5

Architecture

This chapter presents the design architecture of numEclipse. It is intended for people interested in using this tool as a research vehicle. Reading this chapter will also be beneficial for programmers writing a toolbox. Those users not interested in programming or writing engine extension could skip this chapter. Like any interpreter the design of this application can be divided into two major pieces. The front-end which deals with the scanning parsing of the input program back-end which actually executes the code. This chapter is also organized along the same lines. Here, we also show how to develop deploy a custom execution engine. A number of open source tools mathematical libraries are used in the development of numEclipse. We will also talk about their role interfaces with the application.

5.1 Front-end

An interpreter front-end performs two tasks. It scans the input to identify the tokens and it parses the input into an Abstract Syntax Tree (AST). Traditionally, compiler/interpreter developers have used lex and yacc like tools to generate the lexer and parser programs from the language specification, i.e., grammar. We used the similar approach and rather than writing the lexer and parser from the scratch, we used SableCC1. This amazing tool is based on a sound object-oriented framework. Given a grammar, it generates tree-walker classes based on an extended visitor design pattern. The interpreter is built by implementing the actions on the AST nodes generated by SableCC. In the following, we present a code snippet showing how the interpreter is actually invoked by the application.

Listing 5.1

Reader strReader = new StringReader (input);

Lexer lexer = new Lexer (new PushbackReader

     (new BufferedReader(strReader)));

Parser parser = new Parser(lexer);

Node ast = parser.parse();

ast. apply(interpreter);

Writing the language specification (Grammar) is the most complicated part of a language development. Once the grammar is solidified, generation of a Lexer and Parser classes using SableCC is just a click of a button. Most of the effort in developing this application involved writing the class “Interpreter”. It extends “DepthFirstAdapter” class which is generated by SableCC. This adapter class is the AST tree walker mentioned earlier.

5.2 Back-end

So what constitutes the back-end? The back-end is where the action happens. The back-end starts from the class which extends “DepthFirstAdapter” (i.e., Interpreter) class. This tree-walker class has the action code for each node encountered in the AST during parsing of the input program. Here is the list of actions that happen in this class.

1. Creating variables,

2. Storing variables in a symbol table,

3. Evaluating expressions,

4. Executing statements, and

5. Calling functions.

The m-script, as mention in earlier chapters, does not require you to declare a variable. You can just start working with a variable and the interpreter will figure out the value and type of the variable. This poses some implementation challenges but provides a lot of flexibility to the end-user. In the previous chapter on programming, we referred to interface class “LinearAlgebra”. It provides methods to create different type of variables. The implementation of the interface classes constitutes the execution engine. These classes not only provide the methods to create the different variables but also provide the basic arithmetic operations to evaluate complex expressions. Good understanding of the functions of these classes is essential in order to implement an alternative execution engine. The symbol table is implemented as a hash table. In fact, it contains three hash tables for ordinary symbols, global symbols and constants. “Symbol” is another object which is used to wrap any variable before it is stored into the symbol table. Each instance of the interpreter window gets its own symbol table, so you can only see the symbols in the memory view which are tied to the active interpreter. The symbol table extends the “Observable” class so that the memory view could register as an “Observer” and show the changes as they happen. The Symbol class implements the Serializable interface, so that the variables could be easily saved and retrieved from a file. This enabled us to save a session in a file.

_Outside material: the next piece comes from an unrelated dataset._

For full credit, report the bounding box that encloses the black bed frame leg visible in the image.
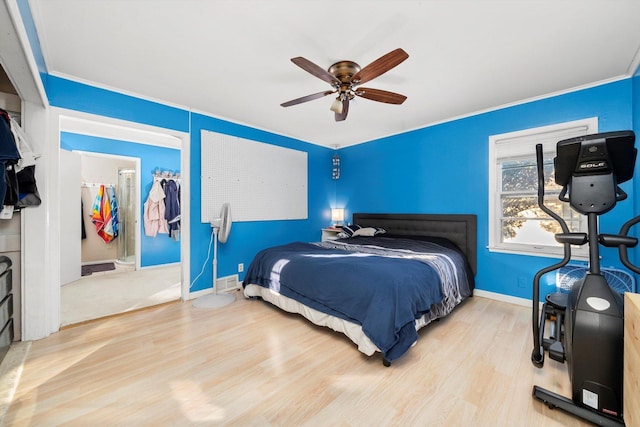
[383,358,391,367]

Expression evaluation depends entirely on the basic arithmetic operations on different data types supported by numEclipse. As mentioned earlier, these operations are defined within the implementation classes which form the execution engine. Statements are discussed previously in chapter 3. They are very similar to any other programming languages like C or FORTRAN. The correct execution of these statements is the responsibility of the Interpreter class. This functionality is fixed and cannot be modified for obvious reasons. numEclipse has a number of built-in functions and it offers the ability to integrate user-defined functions. On the start-up, the application loads all the m-script and java functions into a library. All functions, built-in or user-defined, are loaded through a common mechanism using Java Reflection APIs. The library manager also keeps track of the “dll” files added by the user as described in the previous chapter. Java reflection is known to be slow in loading a class/method but in numEclipse all functions are pre-loaded in a hash table so the cost of calling the functions is not so high. The library manager maintains a precedence rule for the function calls. It looks up a function in the following order.

1. user-defined m-script function in the numEclipse project,

2. user-defined java function within the referenced projects in the eclipse workspace,

3. user-defined m-script function added to the preferences,

4. user-defined java function added to the preferences,

5. built-in java function and

6. built-in m-script function.

At the moment, this order is fixed but in future we might allow the user to change this precedence rule through preferences. This completes an overview of the interpreter back-end for more insight one needs to go over the source code.

5.3 User Interface

The very first user interface of numEclipse never saw daylight. It was built on Java Swing. It was quickly realized that it does not really serves the objectives of this project. The intention behind numEclipse is not just an interpreter but rather a comprehensive development environment for scientific computing. However, MATLAB or GNU Octave do provide the possibility to add functions in other programming languages but they do not provide any integration with the development tools as such. We decided to re-write numEclipse as an eclipse plug-in and this approach opened up a whole new world of opportunities for us. In previous chapters, we showed how to write a java or C function within eclipse and how to quickly test and deploy them with numEclipse. This seamless integration would not have been possible without the eclipse platform.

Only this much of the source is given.